Affiliate Marketing: TikTok, Amazon, and Your Indie Shop
TikTok and Amazon are battling in the retail space. TikTok wants to be a retailer, and Amazon wants to be more of an influencer platform. These two share the same goal: get users to share a product link, recommend the product, and get a cut of the sale, shares The Wall St. Journal.
This article and these companies speak to the power of affiliate marketing. One of Amazon’s long-standing secret growth weapons has been affiliate commissions, and influencers are a well-known ingredient to driving social media retail sales. The companies seems to want to expand the definition of what is a considered an influencer: what if anyone, no matter how small their following, can be an influencer and get a commission?
Excerpt:
……
Amazon has made strides since 2017 when it launched an influencer program, luring creators with financial incentives. For some, the payouts have become enough to replace a normal full-time job, as it did for Michelle Lei, who quit her role as a software engineer last year to become a full-time Amazon influencer.
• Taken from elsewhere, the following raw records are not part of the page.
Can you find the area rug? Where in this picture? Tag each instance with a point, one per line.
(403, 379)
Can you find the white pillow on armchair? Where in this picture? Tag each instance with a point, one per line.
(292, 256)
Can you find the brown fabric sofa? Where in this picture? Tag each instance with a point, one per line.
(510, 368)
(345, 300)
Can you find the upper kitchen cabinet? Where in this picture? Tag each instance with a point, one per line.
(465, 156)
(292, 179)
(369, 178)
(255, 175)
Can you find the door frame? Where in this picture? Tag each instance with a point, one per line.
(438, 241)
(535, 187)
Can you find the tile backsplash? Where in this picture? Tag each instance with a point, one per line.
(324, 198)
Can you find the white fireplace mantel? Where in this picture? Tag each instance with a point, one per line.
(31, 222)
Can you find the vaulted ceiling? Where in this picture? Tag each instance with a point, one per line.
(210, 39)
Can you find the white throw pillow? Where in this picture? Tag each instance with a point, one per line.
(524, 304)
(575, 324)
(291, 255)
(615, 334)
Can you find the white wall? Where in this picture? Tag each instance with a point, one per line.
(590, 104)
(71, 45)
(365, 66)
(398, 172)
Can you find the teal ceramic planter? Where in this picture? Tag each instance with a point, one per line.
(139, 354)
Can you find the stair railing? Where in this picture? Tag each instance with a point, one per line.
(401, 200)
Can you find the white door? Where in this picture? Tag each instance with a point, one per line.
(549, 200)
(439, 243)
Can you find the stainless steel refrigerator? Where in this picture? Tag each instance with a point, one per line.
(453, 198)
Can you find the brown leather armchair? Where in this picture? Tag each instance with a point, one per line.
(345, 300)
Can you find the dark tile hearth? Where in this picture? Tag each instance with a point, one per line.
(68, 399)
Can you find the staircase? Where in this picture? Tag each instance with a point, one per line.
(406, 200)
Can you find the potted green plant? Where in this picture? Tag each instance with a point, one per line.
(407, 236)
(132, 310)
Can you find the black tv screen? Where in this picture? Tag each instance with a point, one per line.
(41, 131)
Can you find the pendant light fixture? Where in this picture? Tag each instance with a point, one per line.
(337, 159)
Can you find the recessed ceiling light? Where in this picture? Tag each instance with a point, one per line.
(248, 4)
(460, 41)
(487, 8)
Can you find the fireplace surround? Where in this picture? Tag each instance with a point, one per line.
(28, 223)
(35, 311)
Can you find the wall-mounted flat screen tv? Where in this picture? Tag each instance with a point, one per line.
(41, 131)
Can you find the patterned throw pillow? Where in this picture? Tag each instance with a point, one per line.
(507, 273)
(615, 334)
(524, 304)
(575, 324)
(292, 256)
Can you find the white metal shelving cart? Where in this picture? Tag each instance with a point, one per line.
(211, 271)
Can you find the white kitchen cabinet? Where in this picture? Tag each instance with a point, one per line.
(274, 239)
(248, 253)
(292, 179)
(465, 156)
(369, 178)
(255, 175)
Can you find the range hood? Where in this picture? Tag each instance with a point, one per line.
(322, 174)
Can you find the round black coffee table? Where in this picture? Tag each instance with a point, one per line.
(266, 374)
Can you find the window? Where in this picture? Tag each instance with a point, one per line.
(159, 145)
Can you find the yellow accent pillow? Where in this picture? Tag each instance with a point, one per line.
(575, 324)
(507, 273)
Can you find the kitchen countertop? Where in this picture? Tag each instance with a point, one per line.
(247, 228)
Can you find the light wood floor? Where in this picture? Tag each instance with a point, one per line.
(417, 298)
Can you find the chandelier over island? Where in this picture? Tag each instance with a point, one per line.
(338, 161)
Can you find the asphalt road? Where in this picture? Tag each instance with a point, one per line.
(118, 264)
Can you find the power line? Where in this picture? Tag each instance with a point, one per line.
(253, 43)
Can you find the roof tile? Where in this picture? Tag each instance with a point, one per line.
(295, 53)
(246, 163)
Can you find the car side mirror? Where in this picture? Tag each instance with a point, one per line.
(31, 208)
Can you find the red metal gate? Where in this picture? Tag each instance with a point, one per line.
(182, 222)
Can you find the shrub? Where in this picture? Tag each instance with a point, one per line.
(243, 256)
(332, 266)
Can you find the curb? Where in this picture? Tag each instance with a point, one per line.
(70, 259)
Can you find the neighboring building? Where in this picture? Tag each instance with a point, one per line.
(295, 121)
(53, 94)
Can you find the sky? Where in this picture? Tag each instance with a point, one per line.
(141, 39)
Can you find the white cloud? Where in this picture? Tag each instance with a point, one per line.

She said she can earn thousands of dollars a month, including one-off commissions from brands. She promotes home-decor products on sale at Amazon through her TikTok and Instagram channels.
Amazon recently started offering influencers more analytics and tools to make it easier for them to track online traffic and sales, and now hosts retreats for influencers.
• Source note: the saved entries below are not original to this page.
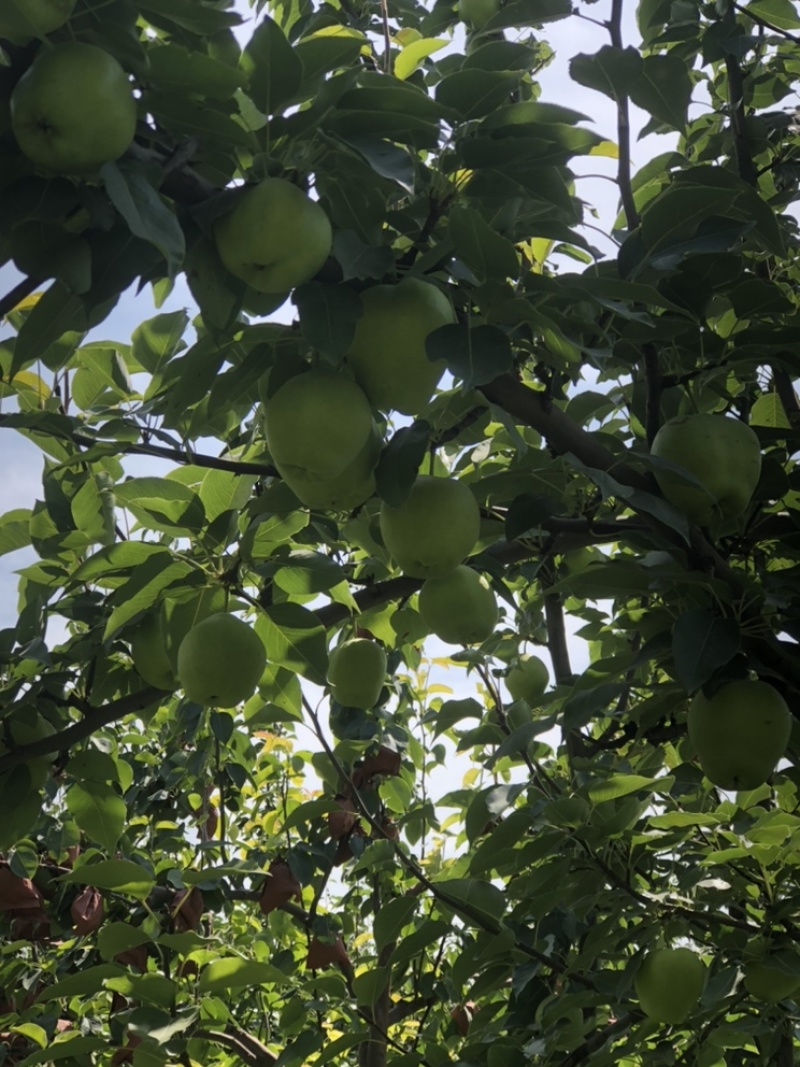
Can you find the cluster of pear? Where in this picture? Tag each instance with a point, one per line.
(713, 467)
(429, 536)
(276, 238)
(216, 657)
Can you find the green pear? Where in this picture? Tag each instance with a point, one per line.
(275, 237)
(722, 454)
(388, 350)
(527, 679)
(221, 662)
(765, 977)
(670, 983)
(74, 110)
(317, 424)
(356, 672)
(348, 490)
(459, 607)
(434, 529)
(739, 733)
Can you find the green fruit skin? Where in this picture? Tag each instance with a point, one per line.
(22, 19)
(317, 424)
(434, 529)
(528, 679)
(349, 490)
(74, 109)
(356, 672)
(669, 984)
(275, 237)
(387, 353)
(459, 607)
(148, 653)
(740, 733)
(221, 662)
(722, 454)
(478, 12)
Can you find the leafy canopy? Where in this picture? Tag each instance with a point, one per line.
(502, 923)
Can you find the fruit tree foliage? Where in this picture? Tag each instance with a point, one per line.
(285, 881)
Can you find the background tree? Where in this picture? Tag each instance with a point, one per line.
(175, 888)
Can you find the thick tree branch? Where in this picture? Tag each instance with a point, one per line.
(251, 1051)
(179, 182)
(94, 719)
(532, 408)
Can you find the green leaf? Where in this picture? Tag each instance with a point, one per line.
(472, 897)
(150, 988)
(233, 972)
(328, 316)
(399, 463)
(390, 920)
(223, 491)
(358, 259)
(456, 711)
(778, 13)
(122, 876)
(85, 983)
(702, 642)
(176, 69)
(116, 937)
(273, 68)
(622, 785)
(162, 504)
(54, 325)
(664, 90)
(611, 70)
(476, 355)
(73, 1047)
(294, 638)
(387, 159)
(14, 529)
(767, 411)
(482, 249)
(200, 18)
(413, 54)
(156, 340)
(93, 510)
(143, 589)
(98, 811)
(267, 532)
(145, 212)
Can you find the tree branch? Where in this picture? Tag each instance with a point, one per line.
(94, 719)
(623, 129)
(533, 409)
(17, 295)
(251, 1050)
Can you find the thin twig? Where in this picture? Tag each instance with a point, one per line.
(623, 129)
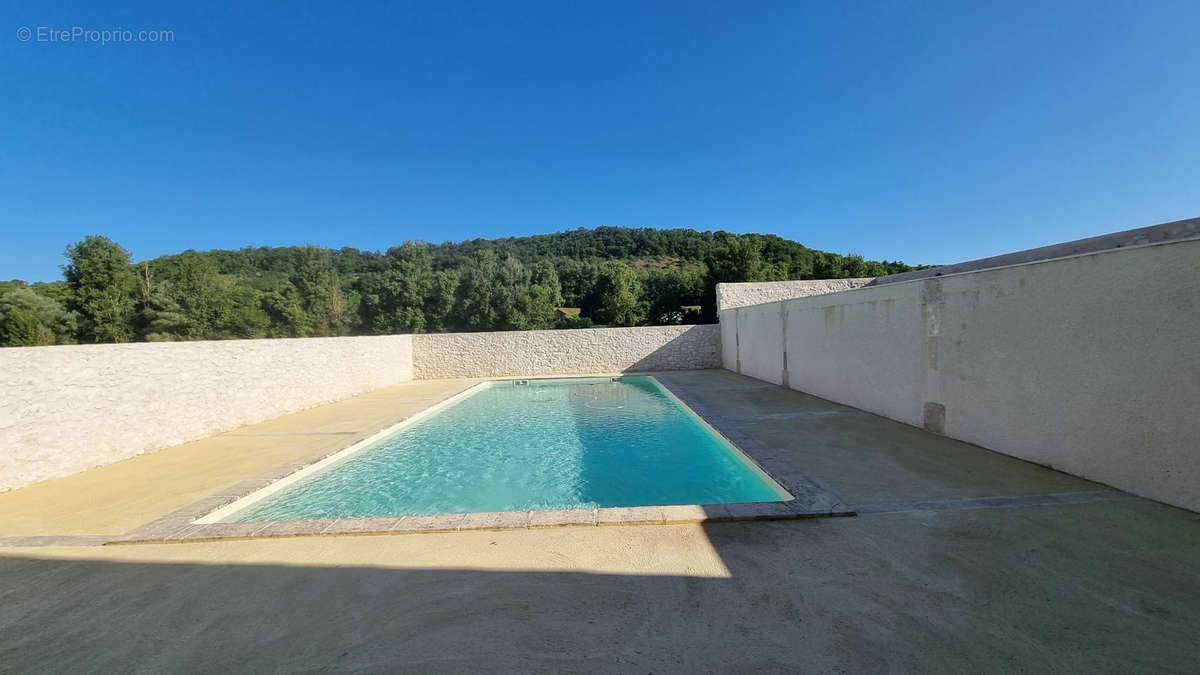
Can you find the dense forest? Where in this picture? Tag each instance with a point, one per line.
(577, 279)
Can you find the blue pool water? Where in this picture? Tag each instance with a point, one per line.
(550, 443)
But influencers are TikTok’s bread and butter.
Kayla Ruliffson, 20, promotes makeup and skin-care products to her 100,000 TikTok followers. She first came across TikTok Shop while she was making a video about a skin-care product in July. The app prompted her to tag the product, then linked to a place to buy it in the app.
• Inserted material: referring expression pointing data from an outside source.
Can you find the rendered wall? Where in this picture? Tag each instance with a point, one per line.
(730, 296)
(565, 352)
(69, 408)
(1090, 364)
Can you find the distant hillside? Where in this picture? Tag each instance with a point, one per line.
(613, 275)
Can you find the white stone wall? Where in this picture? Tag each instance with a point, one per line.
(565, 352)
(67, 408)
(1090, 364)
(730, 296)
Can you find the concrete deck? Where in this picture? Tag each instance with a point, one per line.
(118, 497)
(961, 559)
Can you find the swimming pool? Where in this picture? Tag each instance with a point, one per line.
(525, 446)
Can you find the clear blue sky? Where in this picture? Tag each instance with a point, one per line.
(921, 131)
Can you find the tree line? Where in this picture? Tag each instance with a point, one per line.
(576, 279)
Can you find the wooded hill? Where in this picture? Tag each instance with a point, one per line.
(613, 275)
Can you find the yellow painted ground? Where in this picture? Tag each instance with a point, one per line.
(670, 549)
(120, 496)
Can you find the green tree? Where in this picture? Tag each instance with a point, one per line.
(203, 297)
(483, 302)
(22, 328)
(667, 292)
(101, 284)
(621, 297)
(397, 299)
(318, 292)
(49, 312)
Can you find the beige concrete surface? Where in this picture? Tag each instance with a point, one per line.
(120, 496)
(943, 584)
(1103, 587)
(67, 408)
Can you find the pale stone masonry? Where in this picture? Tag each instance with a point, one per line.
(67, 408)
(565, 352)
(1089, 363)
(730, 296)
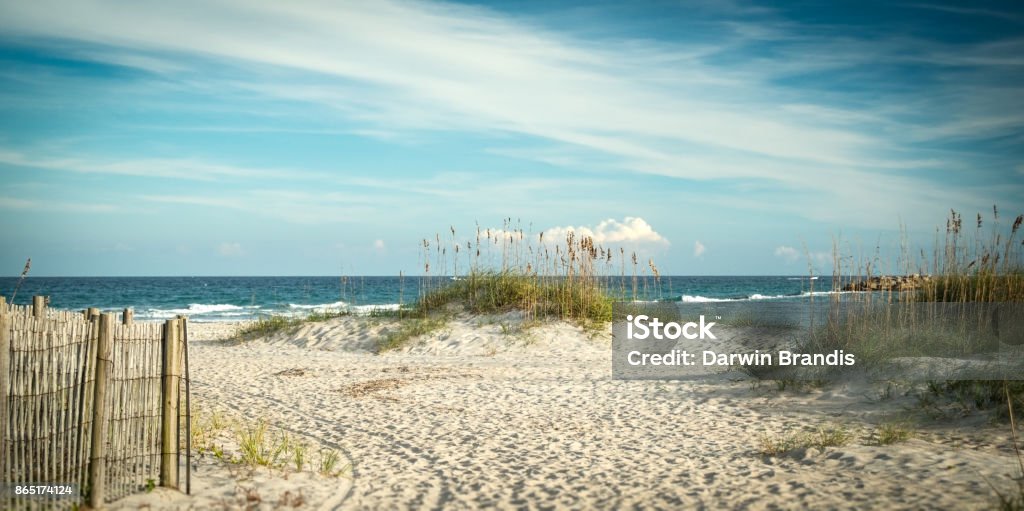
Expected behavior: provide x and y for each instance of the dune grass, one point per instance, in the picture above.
(267, 326)
(947, 314)
(509, 269)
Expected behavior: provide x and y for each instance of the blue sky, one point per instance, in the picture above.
(719, 137)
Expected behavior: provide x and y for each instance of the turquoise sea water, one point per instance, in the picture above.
(235, 298)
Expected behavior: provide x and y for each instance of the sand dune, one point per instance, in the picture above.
(480, 415)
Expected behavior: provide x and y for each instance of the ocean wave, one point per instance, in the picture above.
(320, 307)
(298, 309)
(757, 296)
(224, 309)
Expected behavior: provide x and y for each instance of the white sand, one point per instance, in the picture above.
(473, 417)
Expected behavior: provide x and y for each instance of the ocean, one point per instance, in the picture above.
(239, 298)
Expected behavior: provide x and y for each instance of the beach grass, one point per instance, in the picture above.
(949, 311)
(821, 438)
(498, 271)
(267, 326)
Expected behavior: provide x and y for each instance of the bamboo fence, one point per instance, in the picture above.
(54, 367)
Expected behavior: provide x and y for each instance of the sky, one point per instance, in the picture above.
(251, 137)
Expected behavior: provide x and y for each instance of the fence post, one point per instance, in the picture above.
(97, 457)
(4, 386)
(39, 306)
(169, 408)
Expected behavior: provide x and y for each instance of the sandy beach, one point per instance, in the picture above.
(482, 414)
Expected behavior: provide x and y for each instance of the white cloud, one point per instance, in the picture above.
(14, 203)
(788, 253)
(437, 66)
(230, 250)
(629, 231)
(393, 68)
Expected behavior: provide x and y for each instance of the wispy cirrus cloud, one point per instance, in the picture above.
(448, 67)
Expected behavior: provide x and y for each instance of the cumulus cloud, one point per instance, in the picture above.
(788, 253)
(632, 229)
(230, 249)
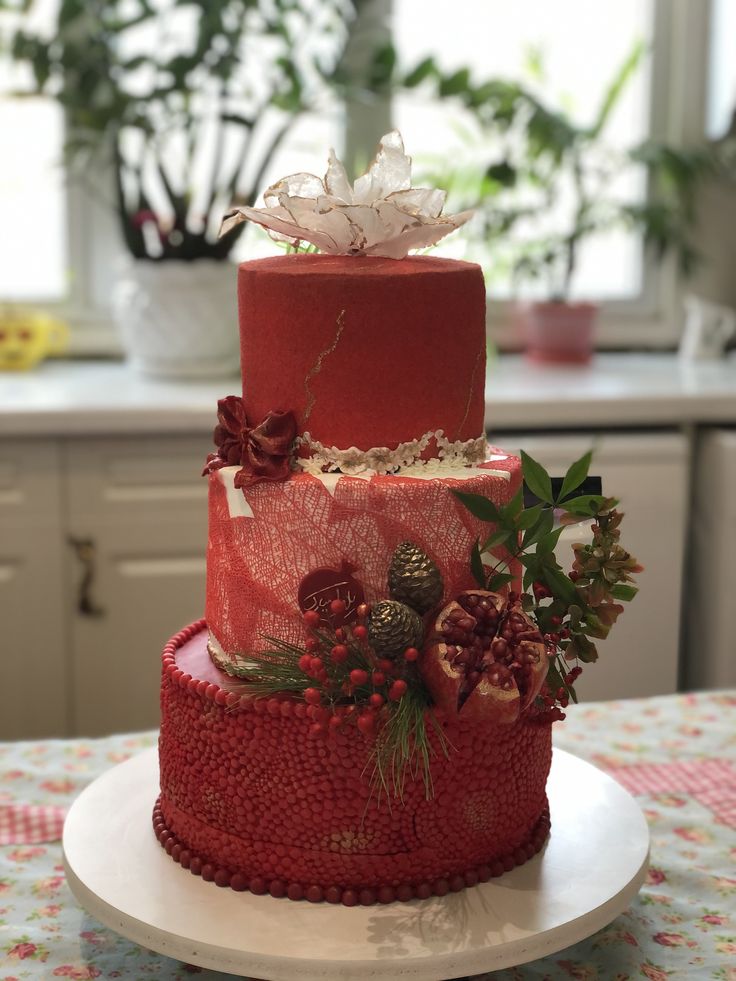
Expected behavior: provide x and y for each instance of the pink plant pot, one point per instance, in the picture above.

Ruliffson said she made $3,000 within a few days.
A month later, she uploaded a video promoting a teeth-whitening tool on TikTok Shop. With that video, she said she earned more than $20,000. Her payouts from Amazon had never totaled more than $1,000 a month before.
……
I believe that indie stores need to embrace affiliate marketing and this “mini-fluencer” trend. For example, a retailer can opt in its gift registrants to their affiliate program. The store can give the bride-to-be a unique code and URL that she can share and earn money with. The bride can earn money when people use her link to buy goods. Many stores already offer the bride a finder’s fee if she gets a friend to sign up for a registry—this is just an extension of that. The goal: turn brides into store ambassadors and revenue generators. This is good for the bride, too: she can earn commissions and use it to buy items off her registry.
In an era of TikTok and social media, our stores need to leverage the masses via affiliate incentives to draw in traffic and increase orders.
Shop Local’s service will soon include a built-in affiliate marketing program. By using Shop Local, an indie store will have instant access to an affiliate service for gift registrants. It will be able to leverage existing customers to gain new customers and grow its business.
Stats from the article:
Amazon handles $600m in retail sales every day around the globe and TikTok $7m.
Amazon’s marketplace has 1m users.
TikTok’s marketplace has 200k.
Users spend 2 hours on TikTok and 9 minutes on Amazon.